Single by the Jimi Hendrix Experience

from the album Axis: Bold as Love
- B-side: "One Rainy Wish"
- Released: February 26, 1968
- Recorded: October 29, 1967
- Studio: Olympic, London
- Genre: Psychedelic rock; jazz fusion;
- Length: 2:55
- Label: Reprise
- Songwriter: Jimi Hendrix
- Producer: Chas Chandler

Experience US singles chronology
| "Foxey Lady" (1967) | "Up from the Skies" (1968) | "All Along the Watchtower" (1968) |

= Up from the Skies =

"Up from the Skies" is a song written by Jimi Hendrix. Recorded by the Jimi Hendrix Experience in 1967, it was released on their second album Axis: Bold as Love. The lyrics reflect Hendrix's interest in science fiction and relate an extraterrestrial visitor's curiosity about life on Earth. Musically, it incorporates elements of jazz, particularly in drummer Mitch Mitchell's use of brushes.

In 1968, the Experience's American record company, Reprise Records, released the song as a single, which reached number 82 on the Billboard Hot 100 chart.

==Background and style==
"Up From the Skies" was recorded on October 29, 1967, the last day of recording for Axis: Bold as Love, at Olympic Sound Studios in London. AllMusic reviewer Matthew Greenwald described the song as "a breezy, jazz-based stroll, and it's quite different from anything on his debut album". Biographer Harry Shapiro commented on the "easy triplet jazz feel", bringing attention to the "delicate wah-wah and Mitch [Mitchell]'s brush-work".

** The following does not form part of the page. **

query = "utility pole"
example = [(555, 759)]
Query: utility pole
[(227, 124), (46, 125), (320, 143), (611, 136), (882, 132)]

The lyrics are told from perspective of a visiting alien "concerned about what has happened to [Earth] since the last time he passed through". Greenwald suggests that this motif is adopted to "[address] the older generation and their flaws and judgements against the youth of the 1960s", which Hendrix supposedly does "with a sense of idle curiosity rather than distaste, not unlike an alien visiting the planet Earth for the first time".

==Reception==
Despite being less commercially successful than previous singles, "Up from the Skies" was generally well-received critically. In an album review for Rolling Stone, critic Parke Puterbaugh identified the song as an effective opening song for the album, suggesting that "'Up From the Skies', the mission statement of Axis: Bold As Love, [draws] the ear into an album that wanted to take you higher, past gravity or limits of any kind". Music writer Cub Koda summarized the song as a "spacy rocker". Cash Box said that Hendrix is in a "funkier groove" here than some of his previous singles, saying the song is "almost a step back into blues of the mid-fifties but with some contemporary guitar antics that are straight from the today trends."